My parents both worked and my grandmother would care for me. When I was a year old we moved into our own home but I still went to Grandmother's house M-F for her to "watch me" until my freshman year of high school.
My grandmother took on the baby sitting duties of a little boy named Timmy who lived a few doors down. We potty trained together and I remember wanting to pee and stand too. I wanted to grow up to be a boy. Timmy and I went to preschool together and one Halloween when I was a butterfly and my wings couldn't fit through the bathroom door and I panicked; he helped squish my wings together so I could get inside. He was Tender heart bear that Halloween his mom made him a costume out of footie pajamas and sewed a little heart on the tummy.
I remember I got blisters all over my fingertips from playing the guitar and had to have my hands wrapped in comedic-ly large gauze mittens so they didn't get infected. We were playing and I wasn't able to pick up the little kitchen items in the play house; Timmy pretend-cooked the dinner for us since I couldnt.
He disappeared from my memory then. I went to Lutheran school for kindergarten and I suspect my grandmother stopped baby sitting him at that time. I wonder what happened to him; this Birth-4 year old brother of mine.

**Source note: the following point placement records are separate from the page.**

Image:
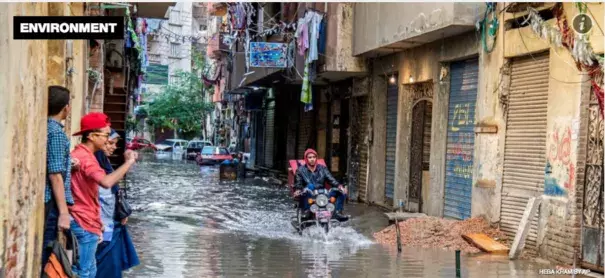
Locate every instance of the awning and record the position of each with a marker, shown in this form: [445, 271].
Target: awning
[248, 90]
[153, 9]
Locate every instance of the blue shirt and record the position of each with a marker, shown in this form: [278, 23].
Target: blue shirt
[58, 160]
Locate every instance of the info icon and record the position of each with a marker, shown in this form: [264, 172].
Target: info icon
[582, 24]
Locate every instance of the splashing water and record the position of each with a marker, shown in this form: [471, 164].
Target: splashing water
[187, 223]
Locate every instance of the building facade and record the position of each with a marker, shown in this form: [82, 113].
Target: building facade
[456, 110]
[467, 124]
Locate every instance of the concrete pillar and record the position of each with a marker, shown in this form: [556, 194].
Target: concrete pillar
[378, 146]
[23, 108]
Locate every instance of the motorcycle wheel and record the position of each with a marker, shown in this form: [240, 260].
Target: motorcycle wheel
[299, 216]
[326, 228]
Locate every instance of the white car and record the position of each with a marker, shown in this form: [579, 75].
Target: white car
[171, 149]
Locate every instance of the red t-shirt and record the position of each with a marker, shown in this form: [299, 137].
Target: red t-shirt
[85, 190]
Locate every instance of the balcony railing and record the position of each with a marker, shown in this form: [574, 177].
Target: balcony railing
[216, 45]
[217, 9]
[155, 58]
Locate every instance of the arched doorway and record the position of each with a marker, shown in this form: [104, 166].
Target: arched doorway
[420, 145]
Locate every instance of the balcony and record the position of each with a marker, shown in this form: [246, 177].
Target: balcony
[153, 9]
[217, 9]
[216, 46]
[200, 11]
[381, 28]
[240, 78]
[338, 62]
[155, 58]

I wonder where he went to school, if hes married, or if he grew up to be as sweet as he was in my memory.
During the boom Timmy's house was demolished; the little ranch house replaced with a sprawling brick mini-mansion towering over the lot, as has been the case with so many of the houses in that neighborhood. When I went back the last time I couldn't remember which was the lot that used to be Timmy's house. I sat in my parked car in the driveway looking over, expecting it to jump out at me, but it didn't. All I had was the recognition of a lost history; and wondering what else I may have forgotten.